County: Kildare Site name: CHERRYVILLE (Site 5)
Sites and Monuments Record No.: N/A Licence number: 01E0583
Author: Thaddeus C. Breen, for Project Director Valerie J. Keeley
Site type: Burnt spread and Structure
Period/Dating: Undetermined
ITM: E 669552m, N 711990m
Latitude, Longitude (decimal degrees): 53.153869, -6.960117
On the route of the Kildare Bypass, east of sites 1–4 (Excavations 2001, Nos 612–15), a spread of burnt stone in charcoal-rich soil was found. It measured 13m by 6m. The stone was mostly sandstone. It overlay a somewhat more extensive grey silty layer. Fifteen pieces of flint, including both artefacts and waste flakes, were found in this lower layer. To the west of the burnt spread was a layer of yellow clay with a large quantity of angular pieces of unburnt sandstone, resembling crude cobbling. The site was crossed by a series of spade cultivation furrows. A stone lancehead was found in the fill of one of these, where it cut through the burnt spread.

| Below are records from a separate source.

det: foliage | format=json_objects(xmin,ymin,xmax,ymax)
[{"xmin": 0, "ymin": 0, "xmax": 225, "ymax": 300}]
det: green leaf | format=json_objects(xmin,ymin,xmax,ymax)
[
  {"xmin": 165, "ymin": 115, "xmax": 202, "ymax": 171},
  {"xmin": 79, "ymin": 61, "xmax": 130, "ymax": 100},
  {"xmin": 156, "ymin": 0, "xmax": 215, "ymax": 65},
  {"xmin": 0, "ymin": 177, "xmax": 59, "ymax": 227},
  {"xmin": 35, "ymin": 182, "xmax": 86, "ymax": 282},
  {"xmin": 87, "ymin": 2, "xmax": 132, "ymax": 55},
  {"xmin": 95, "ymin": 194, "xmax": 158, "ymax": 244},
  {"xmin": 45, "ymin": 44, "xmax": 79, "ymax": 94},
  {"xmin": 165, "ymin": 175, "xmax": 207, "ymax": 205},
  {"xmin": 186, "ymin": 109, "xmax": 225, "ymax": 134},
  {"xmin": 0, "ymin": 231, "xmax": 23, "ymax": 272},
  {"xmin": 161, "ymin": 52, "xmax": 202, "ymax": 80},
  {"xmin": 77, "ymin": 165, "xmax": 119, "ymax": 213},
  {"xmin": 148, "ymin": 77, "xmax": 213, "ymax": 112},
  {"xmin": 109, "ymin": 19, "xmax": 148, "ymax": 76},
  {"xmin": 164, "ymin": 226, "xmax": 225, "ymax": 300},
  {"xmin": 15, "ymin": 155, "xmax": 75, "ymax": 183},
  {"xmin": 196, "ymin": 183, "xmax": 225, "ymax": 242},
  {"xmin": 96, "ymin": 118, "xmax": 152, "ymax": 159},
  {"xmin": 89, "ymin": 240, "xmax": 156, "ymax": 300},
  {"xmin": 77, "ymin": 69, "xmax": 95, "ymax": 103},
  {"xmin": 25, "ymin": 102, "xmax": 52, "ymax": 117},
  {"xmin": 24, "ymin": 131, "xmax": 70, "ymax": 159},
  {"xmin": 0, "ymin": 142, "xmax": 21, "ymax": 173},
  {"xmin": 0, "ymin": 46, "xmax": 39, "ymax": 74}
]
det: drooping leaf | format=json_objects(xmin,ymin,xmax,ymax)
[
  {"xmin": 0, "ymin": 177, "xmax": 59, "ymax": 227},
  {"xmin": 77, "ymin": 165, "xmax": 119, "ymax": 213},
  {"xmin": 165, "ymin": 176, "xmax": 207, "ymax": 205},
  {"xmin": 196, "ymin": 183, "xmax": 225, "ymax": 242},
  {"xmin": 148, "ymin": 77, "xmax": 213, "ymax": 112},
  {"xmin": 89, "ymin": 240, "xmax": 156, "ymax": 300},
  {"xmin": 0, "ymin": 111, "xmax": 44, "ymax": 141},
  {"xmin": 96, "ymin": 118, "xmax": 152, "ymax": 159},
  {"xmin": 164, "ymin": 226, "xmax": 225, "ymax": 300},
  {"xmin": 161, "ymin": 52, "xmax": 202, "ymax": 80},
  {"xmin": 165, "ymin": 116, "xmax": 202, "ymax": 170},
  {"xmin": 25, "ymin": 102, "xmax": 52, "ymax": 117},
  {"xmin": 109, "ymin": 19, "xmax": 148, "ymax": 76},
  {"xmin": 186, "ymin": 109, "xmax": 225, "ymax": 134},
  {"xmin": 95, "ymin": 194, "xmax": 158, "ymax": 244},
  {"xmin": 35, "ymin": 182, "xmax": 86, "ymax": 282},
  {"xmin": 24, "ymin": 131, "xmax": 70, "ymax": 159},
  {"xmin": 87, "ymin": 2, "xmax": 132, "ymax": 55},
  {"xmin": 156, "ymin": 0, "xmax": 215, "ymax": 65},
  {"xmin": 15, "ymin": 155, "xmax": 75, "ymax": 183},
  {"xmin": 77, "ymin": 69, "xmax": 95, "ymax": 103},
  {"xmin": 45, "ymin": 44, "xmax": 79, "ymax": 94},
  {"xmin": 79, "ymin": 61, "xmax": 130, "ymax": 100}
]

Underlying and near the burnt spread were 23 pits (there were also further irregular hollows which are more likely to have been natural). Most of the pits were shallow (0.2–0.3m deep) and round or oval in shape. Stake-holes were present in the base of some, in one case round the edge, but in other cases not so obviously linked to the shape of the pit. There were also groups of stake-holes not associated with pits.
Two particularly deep pits were found at the western edge of the site, 6.5m west of the burnt spread, partly overlapped by the stony layer. They were approximately oval in plan, just under 2m in maximum diameter, and up to 1.3m deep. They contained a number of fills, including some burnt stone and charcoal, and some unburnt animal bones.
During the initial monitoring, a stone axehead was found in the area between the burnt spread and a stream to the south. No other archaeological remains were found there.
In the area to the east of the burnt spread, stretching between it and Site 6, a number of miscellaneous pits and stake-holes were found. One shallow, circular pit, 1.8m in diameter, was subsequently cut by an oval pit with a maximum diameter of 1.59m. The fills of the latter included a layer of charcoal-rich soil with burnt stone.
Nearby was a sunken rectangular structure measuring 2.6m by 1.6m. It was 0.15–0.2m deep and had a post-hole at each corner. Immediately outside, halfway along one side, was a stone measuring 0.48m by 0.25m by 0.25m, upright as if deliberately set in the ground, though no cut could be discerned. There were no finds in this structure, nor was there any stratigraphical indication of its relationship to other features on the site.